Seine kühle Zurückhaltung, seine nicht für jedermann ergründlichen Scherze aus der Abseite der Kulturgeschichte, seine Koketterie mit der Herkunft aus einer reichen Familie (sein Vater war Generalbevollmächtigter bei Axel Springer) machten Kracht zum Außenseiter - und damit verdächtig: Im Frühjahr 2012 entzündete sich, ausgelöst von einem Text im SPIEGEL, gar eine Kontroverse um die politische Einordnung des Autors.

Immer wieder kokettierte Kracht damit, noch nie einen wichtigen Literaturpreis erhalten zu haben. Das dürfte ihm nun deutlich schwerer fallen: Der Raabe-Preis ist mit 30.000 Euro Preisgeld eine der höchstdotierten deutschen Literaturauszeichnungen; geehrt wurden zuletzt unter anderem die Schriftsteller Rainald Goetz, Katja Lange-Müller und Sibylle Lewitscharoff. Überreicht werden soll der Raabe-Preis am Donnerstag, 4. November in Braunschweig.

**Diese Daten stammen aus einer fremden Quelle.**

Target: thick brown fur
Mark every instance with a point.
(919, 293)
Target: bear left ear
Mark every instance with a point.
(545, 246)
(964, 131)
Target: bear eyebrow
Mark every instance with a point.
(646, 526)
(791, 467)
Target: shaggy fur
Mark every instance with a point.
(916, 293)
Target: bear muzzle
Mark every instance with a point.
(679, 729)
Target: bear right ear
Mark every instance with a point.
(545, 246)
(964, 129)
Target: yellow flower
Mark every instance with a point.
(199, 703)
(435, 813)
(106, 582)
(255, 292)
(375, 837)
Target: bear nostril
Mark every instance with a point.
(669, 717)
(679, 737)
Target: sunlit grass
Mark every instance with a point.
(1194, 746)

Die Auszeichnung erinnert an den Schriftsteller Wilhelm Raabe (1831-1910). In "Imperium" persifliert Kracht auch die literarische Sprache des Kaiserreichs - und erweist sich auch dadurch als würdiger Raabe-Preisträger: Schreibt er, besonders zu Beginn des Buchs, doch fast so verzopft wie der Namenspatron.